Key Factors That Affect R-squared
Several factors can influence your R-squared value. Understanding them is crucial when you interpret R-squared value.
- Number of Predictors: Adding more variables to a model, even if they are not truly significant, will almost always increase the R-squared value. This can be misleading, which is why adjusted R-squared vs R-squared is an important distinction.
- Model Overfitting: A model that is too complex might fit the sample data perfectly (high R²) but fail to predict new data.
- Linearity: R-squared measures the strength of a *linear* relationship. If the true relationship is non-linear, a low R² doesn’t necessarily mean the variables are unrelated.
- Outliers: Extreme values in your dataset can have a significant impact on the regression line and, consequently, the R-squared value.
- Sample Size: With a very small sample, you might get a high R-squared by chance. A larger sample size provides a more reliable estimate.
- Variance of Predictors: A wider range of values for your independent variables can often lead to a higher R-squared.
Frequently Asked Questions (FAQ)
What is a good R-squared value?
There’s no single answer. In some fields like social sciences, an R² of 0.3 (30%) might be considered good, while in physics or chemistry, a good fit might require an R² above 0.95. The context of your data and research question is critical.
Can R-squared be negative?
Yes. While uncommon in standard linear regression, R-squared can be negative if the chosen model fits the data worse than a simple horizontal line (the mean of the data). This often indicates a fundamentally flawed model.
Where do I find SST and SSE in JMP?
In the “Fit Model” or “Fit Y by X” platforms, look for the “Analysis of Variance” table. SSE is the “Sum of Squares” for the “Error” source. SST is the “Sum of Squares” for the “C. Total” (Corrected Total) source.
Does a high R-squared mean my model is good?
Not necessarily. A high R-squared indicates that the model explains a lot of the variance in your sample data, but it doesn’t prove that the model is correct, unbiased, or will predict new data well. Always check residual plots and other diagnostic tools. Consider using a P-value calculator to check for significance.
What’s the difference between R-squared and Adjusted R-squared?
Adjusted R-squared modifies the R-squared value to account for the number of predictors in the model.
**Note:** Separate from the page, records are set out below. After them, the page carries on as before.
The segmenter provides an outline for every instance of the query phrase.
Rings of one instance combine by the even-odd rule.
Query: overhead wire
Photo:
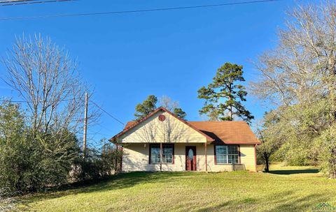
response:
[[[257,1],[249,1],[217,3],[217,4],[205,4],[205,5],[190,6],[178,6],[178,7],[172,7],[172,8],[155,8],[139,9],[139,10],[120,10],[120,11],[83,13],[69,13],[69,14],[55,14],[55,15],[36,15],[36,16],[8,17],[0,18],[0,21],[24,20],[24,19],[50,18],[50,17],[91,16],[91,15],[115,15],[115,14],[146,13],[146,12],[153,12],[153,11],[164,11],[164,10],[186,10],[186,9],[192,9],[192,8],[201,8],[220,7],[220,6],[232,6],[232,5],[241,5],[241,4],[251,4],[251,3],[265,3],[265,2],[274,2],[274,1],[282,1],[282,0],[257,0]]]

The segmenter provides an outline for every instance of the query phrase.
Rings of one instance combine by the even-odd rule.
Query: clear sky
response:
[[[246,0],[248,1],[248,0]],[[60,13],[132,10],[242,1],[89,1],[0,6],[1,17]],[[305,1],[304,2],[312,1]],[[197,90],[211,82],[225,62],[244,66],[248,82],[258,78],[251,61],[274,47],[286,11],[298,1],[283,0],[216,8],[85,17],[0,21],[0,55],[15,35],[41,33],[67,49],[79,71],[94,88],[94,100],[126,123],[135,105],[150,94],[178,100],[187,119],[200,121],[203,100]],[[6,70],[0,65],[0,75]],[[20,100],[0,82],[0,96]],[[245,103],[256,119],[268,108],[248,96]],[[110,137],[122,126],[102,114],[89,128],[94,137]]]

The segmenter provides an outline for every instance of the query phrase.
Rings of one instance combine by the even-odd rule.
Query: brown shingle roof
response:
[[[129,121],[125,128],[136,121]],[[213,138],[215,144],[260,144],[245,121],[187,121]]]
[[[208,135],[215,143],[260,144],[245,121],[188,121]]]

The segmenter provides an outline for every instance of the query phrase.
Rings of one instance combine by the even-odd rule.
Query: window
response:
[[[150,163],[160,163],[160,144],[150,145]],[[173,144],[162,144],[162,163],[173,163]]]
[[[216,164],[239,163],[238,146],[215,146],[215,160]]]

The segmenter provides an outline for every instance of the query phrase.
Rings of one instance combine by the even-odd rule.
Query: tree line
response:
[[[1,100],[0,188],[34,192],[115,171],[120,153],[113,145],[83,153],[78,135],[90,89],[64,50],[49,38],[22,36],[1,61],[3,80],[22,100]],[[92,109],[89,123],[97,118]]]

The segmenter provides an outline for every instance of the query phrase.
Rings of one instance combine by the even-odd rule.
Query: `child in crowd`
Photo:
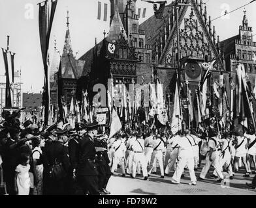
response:
[[[29,194],[29,155],[22,153],[20,162],[15,170],[15,190],[18,195]]]

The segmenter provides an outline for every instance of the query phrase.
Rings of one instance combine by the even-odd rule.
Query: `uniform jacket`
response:
[[[96,150],[93,139],[89,135],[84,136],[78,144],[78,162],[77,176],[98,176],[95,159]]]
[[[61,162],[64,170],[68,173],[71,170],[68,148],[59,141],[52,142],[52,144],[45,149],[42,154],[44,167],[48,168],[57,162]]]
[[[78,144],[81,138],[74,136],[69,142],[69,154],[72,169],[76,169],[78,161]]]

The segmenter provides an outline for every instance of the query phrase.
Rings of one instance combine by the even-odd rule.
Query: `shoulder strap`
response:
[[[213,138],[210,138],[210,140],[213,140],[214,142],[215,146],[217,148],[217,141]]]
[[[40,151],[39,151],[39,150],[33,150],[33,151],[32,151],[32,155],[33,155],[33,154],[35,152],[36,152],[36,151],[38,151],[38,152],[39,153],[40,155],[42,155],[42,153],[40,152]]]
[[[256,138],[254,139],[253,142],[249,144],[248,149],[251,148],[256,143]]]
[[[187,138],[187,140],[189,142],[190,145],[191,145],[191,146],[193,146],[191,142],[189,140],[189,138],[188,138],[187,137],[187,136],[185,136],[185,137]]]
[[[236,147],[235,147],[236,149],[238,149],[238,148],[239,148],[240,147],[240,146],[244,143],[245,138],[246,138],[244,137],[244,139],[243,139],[243,140],[242,141],[242,142],[241,142],[240,144],[239,144]]]
[[[144,151],[144,149],[143,149],[143,148],[142,148],[142,146],[141,145],[141,144],[140,144],[140,142],[139,141],[137,140],[137,142],[138,142],[138,144],[140,144],[141,148],[142,149],[142,151]]]
[[[153,150],[155,150],[157,149],[157,148],[159,146],[161,142],[162,142],[162,140],[161,140],[160,142],[157,144],[157,146],[155,148],[153,148]]]

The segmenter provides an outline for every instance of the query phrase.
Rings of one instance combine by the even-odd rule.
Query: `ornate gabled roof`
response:
[[[76,60],[74,57],[71,47],[71,40],[69,32],[69,12],[67,12],[67,31],[65,39],[63,53],[61,58],[61,74],[64,79],[78,79],[82,73],[84,60]]]
[[[202,2],[200,1],[199,5],[197,1],[184,0],[184,4],[190,6],[180,6],[181,58],[187,56],[202,58],[207,55],[209,60],[220,59],[215,27],[212,28],[210,16],[209,21],[207,20],[206,7],[203,14]],[[177,22],[174,18],[175,6],[172,6],[172,5],[166,6],[163,20],[157,20],[153,16],[140,25],[142,29],[145,30],[146,44],[153,46],[153,55],[158,56],[157,58],[161,65],[171,66],[170,61],[176,61]]]
[[[113,40],[118,41],[121,39],[121,34],[125,40],[127,39],[120,15],[118,10],[116,10],[110,23],[110,28],[106,40],[110,42],[112,42]]]

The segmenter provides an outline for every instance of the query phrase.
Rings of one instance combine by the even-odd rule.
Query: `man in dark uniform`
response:
[[[98,133],[98,122],[88,124],[86,127],[88,133],[78,144],[79,156],[76,176],[83,194],[99,195],[99,174],[95,163],[96,150],[94,144],[94,138]]]
[[[65,144],[67,142],[67,129],[59,130],[56,132],[57,140],[52,142],[43,153],[44,168],[46,174],[46,194],[48,195],[63,195],[68,193],[67,180],[70,172],[70,161],[69,150]],[[54,165],[59,168],[57,176],[51,177],[50,172]]]
[[[69,177],[71,181],[70,193],[74,194],[78,191],[76,183],[76,170],[78,161],[78,144],[82,139],[82,136],[86,133],[86,125],[82,123],[76,124],[75,125],[76,134],[72,136],[72,138],[69,142],[69,160],[71,165],[71,174]]]
[[[95,146],[96,149],[99,148],[99,151],[96,153],[96,163],[99,172],[99,189],[101,194],[110,194],[110,192],[106,189],[111,176],[111,170],[108,165],[110,161],[108,156],[108,147],[104,135],[101,135],[95,140]],[[101,151],[100,148],[104,149]]]

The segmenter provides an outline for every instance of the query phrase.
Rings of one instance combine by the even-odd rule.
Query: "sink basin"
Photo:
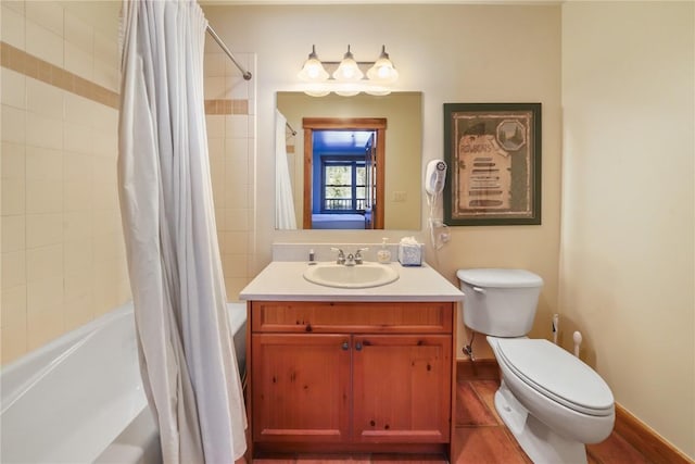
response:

It increases only if the new variable improves the model more than would be expected by chance, making it a better metric for comparing models with different numbers of variables.
Why did my R-squared value decrease when I removed a variable?
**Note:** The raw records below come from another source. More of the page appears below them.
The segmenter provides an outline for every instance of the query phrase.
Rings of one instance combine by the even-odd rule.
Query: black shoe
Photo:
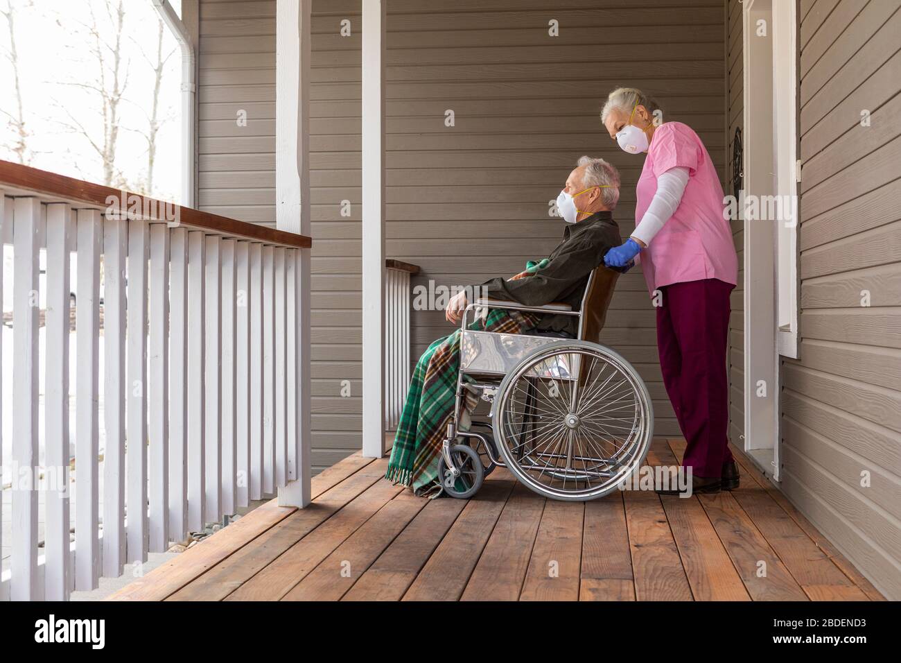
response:
[[[721,481],[715,476],[706,477],[706,476],[693,476],[691,477],[691,493],[692,494],[700,493],[719,493],[721,487]],[[657,488],[654,490],[659,495],[682,495],[687,493],[687,491],[680,490],[678,487],[676,488]]]
[[[733,491],[738,488],[738,463],[732,460],[724,464],[722,478],[720,479],[720,487],[724,491]]]

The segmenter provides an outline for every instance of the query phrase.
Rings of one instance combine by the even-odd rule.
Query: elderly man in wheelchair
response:
[[[500,465],[546,497],[591,500],[642,465],[651,399],[629,363],[598,345],[619,272],[631,266],[604,266],[622,243],[619,186],[609,163],[580,158],[557,199],[567,224],[551,255],[450,300],[445,317],[460,327],[416,364],[388,479],[465,499]],[[481,419],[480,401],[490,406]]]

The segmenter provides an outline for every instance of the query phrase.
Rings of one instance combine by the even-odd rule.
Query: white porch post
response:
[[[307,236],[312,8],[313,0],[276,5],[276,226]],[[310,250],[296,253],[297,417],[296,433],[289,439],[296,448],[296,478],[278,489],[278,503],[304,507],[310,503]]]
[[[387,0],[363,3],[363,456],[385,455],[385,28]]]

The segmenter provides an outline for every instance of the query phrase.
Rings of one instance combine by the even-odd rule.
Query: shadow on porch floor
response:
[[[685,441],[656,439],[649,465]],[[883,600],[746,457],[742,486],[689,499],[546,500],[497,469],[469,502],[427,501],[349,456],[314,502],[272,501],[113,600]],[[765,570],[765,574],[763,571]]]

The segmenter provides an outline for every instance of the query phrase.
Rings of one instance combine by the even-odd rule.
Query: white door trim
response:
[[[772,196],[772,0],[746,0],[742,14],[744,195]],[[744,450],[778,481],[776,235],[771,222],[748,218],[743,204],[739,208],[744,219]]]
The standard R-squared will always decrease or stay the same when a variable is removed. Only the adjusted R-squared can increase if the removed variable was not contributing meaningfully to the model.
Is this calculator the same as the one in the “Summary of Fit” in JMP?
Yes, this calculator uses the same underlying formula, R² = 1 – (SSE/SST), that JMP uses to calculate the R-squared value displayed in the “Summary of Fit” report. This tool is for manually verifying the calculation or for situations where you only have the summary numbers.
Can I use this for non-linear models?
While the formula is mathematically applicable, the interpretation of R-squared in non-linear models can be more complex and less intuitive. It’s generally most reliable and straightforward for linear regression models.